In the 18th century, when European ships sailed into the Strait of Juan de Fuca on the Northwest coast of the Pacific Ocean, they raved about the “wilderness” of the coast. The enormous natural wealth they saw—the wood from forests and the fur on animals—lured them into setting up a flourishing trade that would last centuries and script a new chapter in history.
The visitors thought the coast as pristine and untouched by humans. However, it was home to many Indigenous peoples, including the Nuu-chah-nulth, Makah, Salish, Kwakwaka’wakw and Haida peoples. These communities along the salty coasts lived here for thousands of years and stewarded the lands and ocean based on a relationship with nature rooted in reciprocity and traditional knowledge. Within a few decades, the intense trade that flourished on these lands uprooted this intricate human-nature relationship, and gave way to the commercialization of natural resources, including fisheries.
In the last 300 years, commercial fisheries have decimated many marine species across the world, including oysters.

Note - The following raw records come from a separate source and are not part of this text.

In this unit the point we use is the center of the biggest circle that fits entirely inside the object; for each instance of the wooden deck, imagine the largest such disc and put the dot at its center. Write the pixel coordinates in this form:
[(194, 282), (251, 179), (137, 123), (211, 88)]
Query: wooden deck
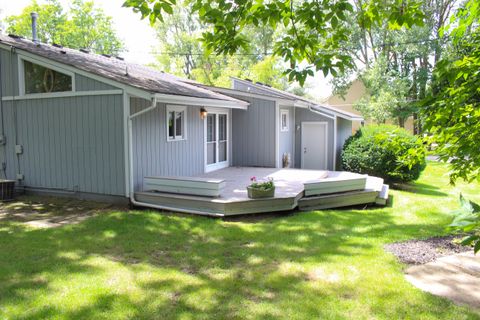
[(289, 192)]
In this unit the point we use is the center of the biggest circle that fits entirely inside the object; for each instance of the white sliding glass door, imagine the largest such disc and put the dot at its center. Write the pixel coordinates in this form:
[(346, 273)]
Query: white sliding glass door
[(216, 140)]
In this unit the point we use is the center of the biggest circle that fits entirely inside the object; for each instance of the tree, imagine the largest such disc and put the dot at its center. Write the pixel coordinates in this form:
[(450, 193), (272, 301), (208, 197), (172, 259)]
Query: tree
[(395, 65), (49, 23), (451, 111), (314, 32), (83, 26), (182, 54)]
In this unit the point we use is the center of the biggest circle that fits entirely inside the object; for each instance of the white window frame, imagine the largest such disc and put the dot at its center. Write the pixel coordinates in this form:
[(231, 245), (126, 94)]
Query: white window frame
[(285, 112), (175, 108), (226, 163), (21, 76)]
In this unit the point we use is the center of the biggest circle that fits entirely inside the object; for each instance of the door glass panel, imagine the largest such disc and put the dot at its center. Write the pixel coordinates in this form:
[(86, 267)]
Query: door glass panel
[(178, 124), (222, 151), (222, 137), (211, 152), (171, 126), (211, 139), (211, 128)]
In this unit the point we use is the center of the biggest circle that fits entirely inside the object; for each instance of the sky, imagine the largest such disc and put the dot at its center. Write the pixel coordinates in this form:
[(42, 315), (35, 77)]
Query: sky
[(139, 38)]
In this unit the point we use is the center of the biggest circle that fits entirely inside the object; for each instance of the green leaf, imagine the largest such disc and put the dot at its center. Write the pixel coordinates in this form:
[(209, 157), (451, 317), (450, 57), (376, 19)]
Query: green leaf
[(477, 247)]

The Earth has lost about 85% of its oyster reefs since the 19th century due to overfishing, marine pollution, competition with other non-native species and habitat loss.
A landmark 2004 study, published in the Proceedings of the National Academy of Sciences, traced the expansion and collapse of 28 oyster fisheries along the coasts of North America and Australia since European commercial oyster fisheries started. It found an interesting pattern for the first time: In all these regions, the collapse began in the estuaries nearest to an urban center and expanded along the coast as each successive estuary became overfished.

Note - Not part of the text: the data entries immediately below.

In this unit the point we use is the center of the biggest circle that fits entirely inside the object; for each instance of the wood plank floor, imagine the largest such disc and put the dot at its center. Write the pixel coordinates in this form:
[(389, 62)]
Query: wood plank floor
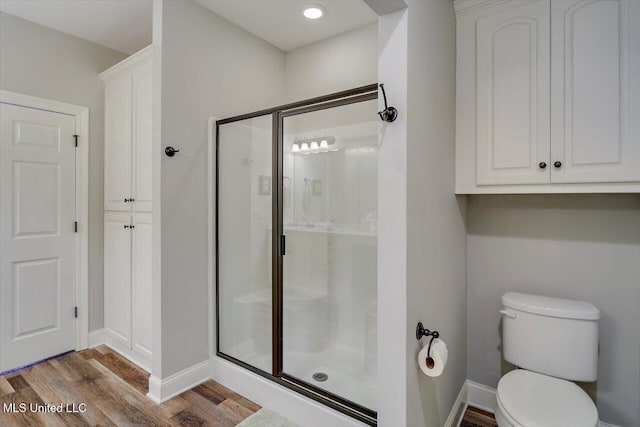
[(474, 417), (114, 391)]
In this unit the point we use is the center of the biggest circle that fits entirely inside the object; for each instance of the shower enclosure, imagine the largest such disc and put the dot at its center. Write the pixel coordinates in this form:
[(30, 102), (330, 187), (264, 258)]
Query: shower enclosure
[(296, 246)]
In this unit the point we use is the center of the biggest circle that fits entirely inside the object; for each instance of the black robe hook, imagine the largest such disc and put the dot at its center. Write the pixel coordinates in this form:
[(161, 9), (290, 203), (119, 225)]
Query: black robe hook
[(389, 114)]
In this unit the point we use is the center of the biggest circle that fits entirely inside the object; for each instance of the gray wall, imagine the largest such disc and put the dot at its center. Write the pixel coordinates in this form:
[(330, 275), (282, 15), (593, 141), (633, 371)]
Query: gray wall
[(338, 63), (584, 247), (210, 68), (39, 61), (436, 234)]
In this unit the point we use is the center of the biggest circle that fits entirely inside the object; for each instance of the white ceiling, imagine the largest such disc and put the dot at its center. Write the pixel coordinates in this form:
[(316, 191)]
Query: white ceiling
[(280, 22), (122, 25), (125, 25)]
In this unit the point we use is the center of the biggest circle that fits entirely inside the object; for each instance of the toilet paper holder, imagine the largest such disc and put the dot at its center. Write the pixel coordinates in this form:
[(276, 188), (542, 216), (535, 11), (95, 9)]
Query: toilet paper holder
[(422, 332)]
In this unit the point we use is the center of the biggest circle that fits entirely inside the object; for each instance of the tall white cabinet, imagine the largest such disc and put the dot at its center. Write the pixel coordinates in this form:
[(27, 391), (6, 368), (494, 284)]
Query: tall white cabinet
[(127, 202), (548, 96)]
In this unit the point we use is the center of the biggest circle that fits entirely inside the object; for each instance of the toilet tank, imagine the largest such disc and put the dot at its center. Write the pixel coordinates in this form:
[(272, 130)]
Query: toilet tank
[(552, 336)]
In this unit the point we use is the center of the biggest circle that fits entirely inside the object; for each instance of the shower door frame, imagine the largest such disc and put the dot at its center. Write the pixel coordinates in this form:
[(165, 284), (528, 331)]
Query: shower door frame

Oysters from more distant estuaries were fished and transported to restock exploited estuaries near the urban center. But, prior to this commercialization, the scene of oyster fisheries under Indigenous management was very different.

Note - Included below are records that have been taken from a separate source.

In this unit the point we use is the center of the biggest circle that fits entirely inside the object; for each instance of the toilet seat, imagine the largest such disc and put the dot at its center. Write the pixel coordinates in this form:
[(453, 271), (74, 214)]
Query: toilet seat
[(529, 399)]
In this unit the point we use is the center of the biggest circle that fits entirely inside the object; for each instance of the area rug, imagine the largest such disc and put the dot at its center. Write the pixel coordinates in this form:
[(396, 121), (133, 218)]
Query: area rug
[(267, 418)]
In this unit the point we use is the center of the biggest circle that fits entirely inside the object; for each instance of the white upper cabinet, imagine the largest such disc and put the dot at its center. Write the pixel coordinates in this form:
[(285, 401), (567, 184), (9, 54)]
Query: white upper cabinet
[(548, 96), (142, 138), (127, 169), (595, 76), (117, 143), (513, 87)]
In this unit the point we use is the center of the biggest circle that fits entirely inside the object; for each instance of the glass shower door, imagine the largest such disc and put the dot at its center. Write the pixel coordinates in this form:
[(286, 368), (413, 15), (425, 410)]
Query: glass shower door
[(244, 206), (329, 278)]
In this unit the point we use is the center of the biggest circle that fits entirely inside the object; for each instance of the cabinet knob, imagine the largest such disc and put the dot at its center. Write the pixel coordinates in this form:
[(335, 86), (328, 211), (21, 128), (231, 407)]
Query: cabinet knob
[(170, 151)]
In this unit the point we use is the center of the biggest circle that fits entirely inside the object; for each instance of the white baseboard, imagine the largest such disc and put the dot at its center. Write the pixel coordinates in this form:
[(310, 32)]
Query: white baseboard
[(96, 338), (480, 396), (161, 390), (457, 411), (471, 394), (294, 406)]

Now, a new study, published in Nature Communications, studied the same sites and found that Indigenous communities in North America and Australia sustainably managed oyster fisheries for more than 5,000 years.
The researchers put together historical sea level data and derived oyster catch records using evidence from archaeological records of oyster middens (heaps of oyster shells). They found oyster fisheries thrived better in these regions than under the European settlers’ management of commercial oyster fisheries. With millions, and sometimes billions of shells harvested, some middens were as tall as 30 feet (about 9 meters), and served as important ceremonial, sacred and symbolic spaces.
Despite the bounty, large-scale depletion or declines of oysters were rare and localized due to traditional knowledge of harvest practices, consumption patterns and farming technologies.
The knowledge of these traditional practices can guide sustainable fisheries management today, say the authors.
“Conservation today can’t just be seen as a biological question and can’t just be about undoing the environmental damage we’ve done in the modern era,” explained lead author Dr. Torben C. Rick from the National Museum of Natural History, Smithsonian Institution, USA, in a press release.
“Instead, global conservation efforts should be coupled with undoing the legacies of colonialism which brought about the attempted erasure and displacement of Indigenous people all over the world,” he continued.